Adding Dimensions

Ben Askren -Adding Dimensions

Most of the time insomnia is a thing of the past for me, but here and there it catches me. Fighting doesn’t work too well, so this past week during an episode I sat down to my computer and started watching matches. I started by finding ranked wrestlers first and watching opponents and then their opponents so I didn’t have to keep going back and forth. A majority of the wrestlers still had holes in their wrestling which limits the guys they can compete with. Seeing kids inept in such important positions pains me. Kids with so much athletic potential lack the technical knowledge. Holes ranged from small things such as not being able to return someone to as big as having no mat wrestling skills. Reasons for not developing these aspects are many. Environment is lacking in competition or knowledge, the philosophy of only working one thing is maintained, etc. Ultimately though, we need to be accountable for ourselves, strengths as well as inadequacies.

By continuing our journey of adding dimensions to our wrestling we may have to sacrifice our comfort. We may have to deal with the displeasure of failing when trying something new. But to grow we can not continue to do the same things we feel at home doing. Adding dimensions to our wrestling will give us a greater potential by giving us the ability to adapt quickly which better prepares us for top competition on any level.

The more dimensions you can add as a wrestler, the greater potential you will possess. Having a greater potential doesn’t make you a better wrestler, but you have the ability to develop into a better wrestler. For instance if someone only knows a double, but can hit it on 90% of the guys he wrestles he will be better off than someone who knows two shots, but hits both at 40%. With time and effort technique improves though. After a couple of months guy A with the double has a 92% success rate while guy B improves to just 50% with both techniques. Guy B would then be able to do more. Especially when you take into account that with only one move you can focus 100% on defending a single situation. With two attacks your attention must be divided.

More dimensions increases ability to adapt to different situations. Adaptation is a skill that is essential to wrestling on the top levels. As the years pass, this will be something more necessary at a younger age. Footage is more readily available on younger kids and game plans can be easily formulated for one-dimensional wrestlers. For instance, watching a match of two top ranked PA wresters I assume they had wrestled before.
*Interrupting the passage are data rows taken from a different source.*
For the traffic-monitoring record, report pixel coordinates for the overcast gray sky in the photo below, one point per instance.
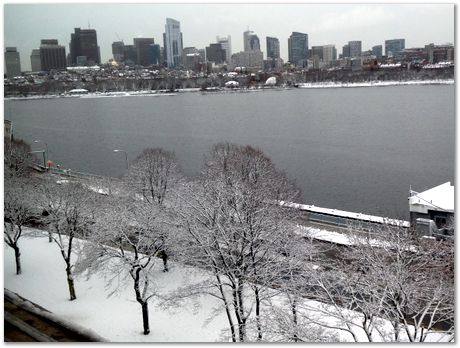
(26, 24)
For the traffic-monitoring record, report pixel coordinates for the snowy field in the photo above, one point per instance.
(301, 85)
(118, 318)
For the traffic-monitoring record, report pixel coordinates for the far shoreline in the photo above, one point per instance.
(311, 85)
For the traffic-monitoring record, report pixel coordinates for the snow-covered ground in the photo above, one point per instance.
(375, 83)
(301, 85)
(118, 318)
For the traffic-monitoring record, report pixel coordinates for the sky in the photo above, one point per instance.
(25, 24)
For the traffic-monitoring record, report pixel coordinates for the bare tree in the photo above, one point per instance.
(387, 276)
(70, 215)
(18, 211)
(153, 175)
(127, 240)
(17, 157)
(235, 225)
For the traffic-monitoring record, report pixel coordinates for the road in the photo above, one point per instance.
(24, 325)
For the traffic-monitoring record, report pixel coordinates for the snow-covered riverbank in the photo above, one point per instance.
(312, 85)
(118, 317)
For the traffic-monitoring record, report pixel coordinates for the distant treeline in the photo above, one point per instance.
(118, 84)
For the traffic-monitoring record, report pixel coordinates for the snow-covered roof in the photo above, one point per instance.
(348, 214)
(78, 90)
(439, 198)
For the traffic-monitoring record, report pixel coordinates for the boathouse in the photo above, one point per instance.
(436, 204)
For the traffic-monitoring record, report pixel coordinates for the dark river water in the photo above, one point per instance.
(356, 149)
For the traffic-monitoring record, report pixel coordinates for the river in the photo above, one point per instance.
(356, 149)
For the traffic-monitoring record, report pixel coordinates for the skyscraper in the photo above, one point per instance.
(393, 48)
(12, 62)
(273, 48)
(130, 54)
(377, 51)
(355, 48)
(155, 54)
(143, 50)
(173, 43)
(226, 43)
(35, 61)
(52, 55)
(329, 53)
(215, 53)
(118, 51)
(346, 51)
(83, 42)
(251, 41)
(298, 48)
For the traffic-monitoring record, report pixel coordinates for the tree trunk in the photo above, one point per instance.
(242, 321)
(144, 304)
(227, 309)
(259, 326)
(145, 317)
(70, 282)
(17, 255)
(294, 319)
(164, 257)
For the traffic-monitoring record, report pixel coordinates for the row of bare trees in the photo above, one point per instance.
(272, 282)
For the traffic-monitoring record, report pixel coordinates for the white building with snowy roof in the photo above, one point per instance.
(435, 204)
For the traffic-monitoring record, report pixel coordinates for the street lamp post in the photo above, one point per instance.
(46, 150)
(42, 152)
(126, 157)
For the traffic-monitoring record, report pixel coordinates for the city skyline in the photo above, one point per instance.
(335, 24)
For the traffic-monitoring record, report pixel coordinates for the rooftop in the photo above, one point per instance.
(440, 198)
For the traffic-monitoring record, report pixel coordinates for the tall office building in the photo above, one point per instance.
(118, 51)
(83, 43)
(12, 62)
(248, 59)
(143, 50)
(394, 48)
(35, 61)
(377, 51)
(346, 51)
(226, 43)
(251, 41)
(273, 48)
(155, 54)
(173, 43)
(298, 49)
(329, 54)
(52, 55)
(215, 53)
(130, 54)
(317, 51)
(355, 48)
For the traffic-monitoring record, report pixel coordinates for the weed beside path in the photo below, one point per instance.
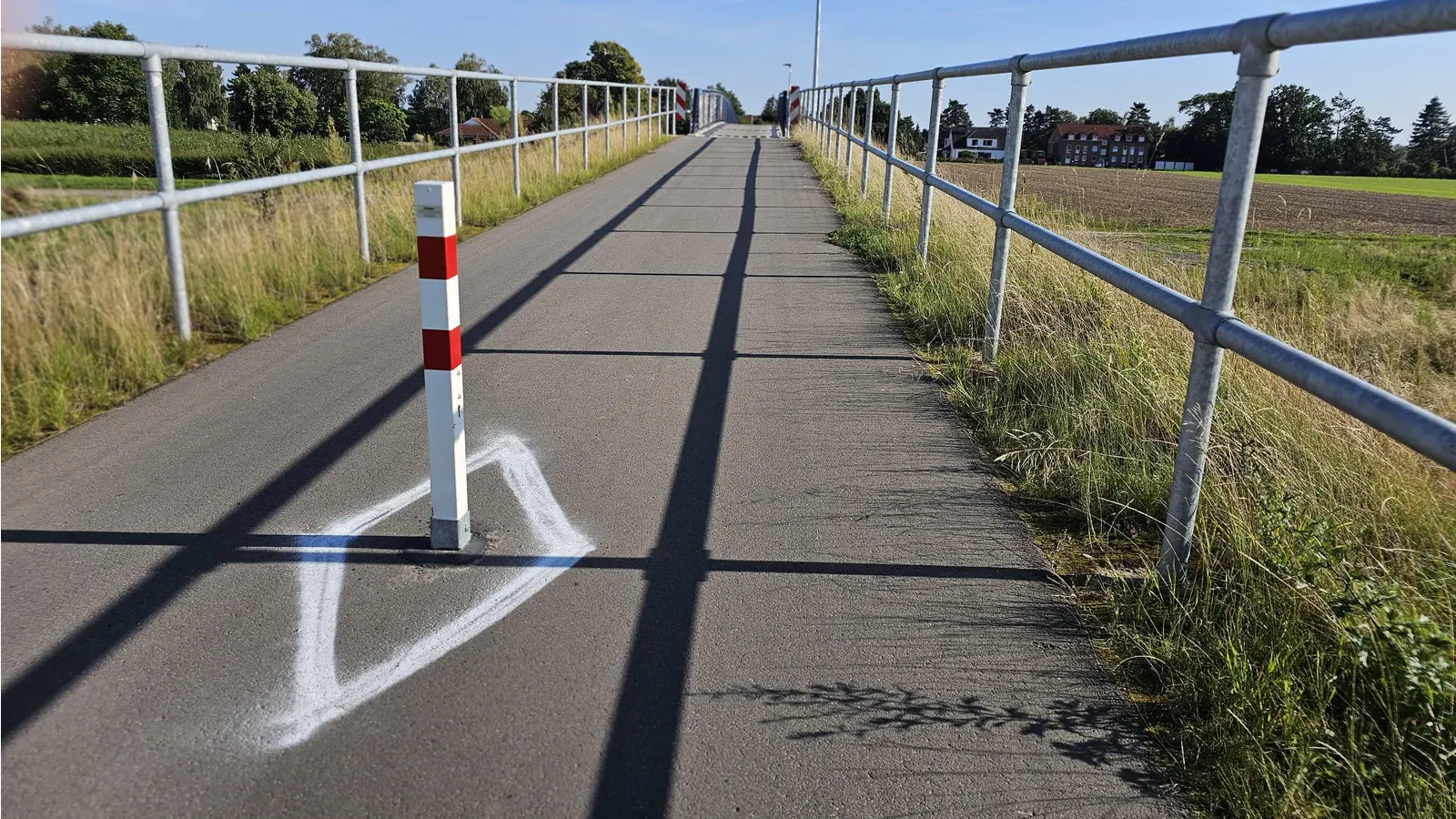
(85, 312)
(1308, 665)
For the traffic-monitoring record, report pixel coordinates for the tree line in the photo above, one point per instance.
(266, 99)
(1302, 131)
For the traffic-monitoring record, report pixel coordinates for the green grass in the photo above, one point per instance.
(1307, 668)
(86, 318)
(77, 182)
(121, 150)
(1441, 188)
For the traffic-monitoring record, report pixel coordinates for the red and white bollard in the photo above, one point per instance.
(681, 98)
(444, 388)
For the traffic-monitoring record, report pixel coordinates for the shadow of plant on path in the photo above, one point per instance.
(1099, 734)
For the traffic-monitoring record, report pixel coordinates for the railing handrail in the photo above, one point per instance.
(167, 198)
(1210, 319)
(1370, 21)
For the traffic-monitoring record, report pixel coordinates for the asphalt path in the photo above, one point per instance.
(737, 557)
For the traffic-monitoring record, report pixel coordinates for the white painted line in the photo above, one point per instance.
(318, 693)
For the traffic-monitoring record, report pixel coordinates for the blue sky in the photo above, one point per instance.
(743, 44)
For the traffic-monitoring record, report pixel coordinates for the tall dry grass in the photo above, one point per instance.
(1307, 668)
(85, 312)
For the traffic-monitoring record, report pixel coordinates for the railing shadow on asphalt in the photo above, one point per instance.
(414, 550)
(48, 678)
(1097, 734)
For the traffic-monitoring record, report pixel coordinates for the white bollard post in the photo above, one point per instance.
(444, 388)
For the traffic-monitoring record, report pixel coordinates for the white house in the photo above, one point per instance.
(973, 143)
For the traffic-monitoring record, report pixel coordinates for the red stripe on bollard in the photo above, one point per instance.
(441, 349)
(437, 257)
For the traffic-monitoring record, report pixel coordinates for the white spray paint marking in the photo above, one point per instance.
(319, 694)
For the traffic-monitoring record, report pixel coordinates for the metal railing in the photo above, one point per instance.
(711, 106)
(167, 198)
(1215, 329)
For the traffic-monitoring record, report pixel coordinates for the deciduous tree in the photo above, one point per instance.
(200, 98)
(262, 101)
(956, 116)
(327, 85)
(1431, 137)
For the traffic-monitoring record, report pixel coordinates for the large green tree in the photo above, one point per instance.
(327, 85)
(1103, 116)
(429, 101)
(1296, 131)
(380, 121)
(956, 116)
(608, 63)
(1205, 136)
(1431, 138)
(262, 101)
(477, 98)
(200, 98)
(85, 87)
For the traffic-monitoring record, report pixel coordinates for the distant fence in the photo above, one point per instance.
(167, 198)
(1215, 329)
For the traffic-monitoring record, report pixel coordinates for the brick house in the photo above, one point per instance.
(475, 130)
(976, 143)
(1099, 146)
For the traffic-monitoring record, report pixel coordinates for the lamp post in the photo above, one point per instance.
(819, 7)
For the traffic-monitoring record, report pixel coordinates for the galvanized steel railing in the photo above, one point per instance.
(167, 198)
(1215, 329)
(710, 108)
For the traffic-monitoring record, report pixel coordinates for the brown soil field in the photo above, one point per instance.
(1150, 198)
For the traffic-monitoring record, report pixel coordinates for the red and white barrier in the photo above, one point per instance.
(444, 388)
(682, 95)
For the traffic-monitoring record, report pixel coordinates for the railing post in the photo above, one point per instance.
(870, 137)
(171, 225)
(351, 92)
(455, 145)
(1016, 116)
(444, 388)
(839, 121)
(932, 147)
(892, 136)
(516, 147)
(1259, 63)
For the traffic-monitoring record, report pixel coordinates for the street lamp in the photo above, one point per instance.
(819, 6)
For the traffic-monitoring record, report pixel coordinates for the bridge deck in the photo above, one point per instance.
(804, 595)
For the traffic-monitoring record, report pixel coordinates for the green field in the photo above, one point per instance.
(77, 182)
(1441, 188)
(124, 150)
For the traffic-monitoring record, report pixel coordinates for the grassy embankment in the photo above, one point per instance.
(86, 312)
(1307, 666)
(126, 150)
(1441, 188)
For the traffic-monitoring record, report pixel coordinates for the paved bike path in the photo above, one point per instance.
(742, 560)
One was extremely explosive on his feet and wrestled from his knees. The other wrestler countered by doing likewise. He knew his chances of scoring on his feet weren’t huge. He took the match to overtime and then beat him by riding and escaping. The guy who won had changed his game plan. He was patient and defensive on his feet and worked really hard once the mat wrestling came about. He also had to know how to wrestle from his knees, but it was a great showing of knowing where to beat someone. By adapting and wrestling to our strengths we can be more successful and higher levels.

My thoughts soon drift to how does this happen. How can we create the right atmosphere to promote growth? I came up with some different aspects essential to adding new dimensions to our wrestling. First off the philosophy at the top has to be right. As coaches we need to believe in incorporating new elements into our game. We also need to allow our wrestlers the room to do so. This also needs to be backed up with knowledge of wrestling to be able add something to a wrestlers game. With sources of technique as readily available on the internet there really is not excuse these days. On top of that competition either in the practice room or in matches can greatly increase the learning curve. Having competition makes adding dimensions necessary and not just an indulgence. Immersion is the best teacher

The need to know more is essential and we need to push ourselves to encompass more. We need to be uncomfortable; this is how you get better. Beating the same kids the same way year in and year out can’t be that much fun. Moreover, losing matches to the same kids the same way really can’t be that much fun.

This is where I come to a blank… Why is it that our young wrestlers don’t develop? Why is it we lack in lots of areas? Like riding, bottom work, leg riding defense, mat returns and front head lock defense. Is it because these positions are hard or is it because they don’t have the technical resources? I’d appreciate some feed back on why this is? The what seems to be the easy part, but the why is something much deeper.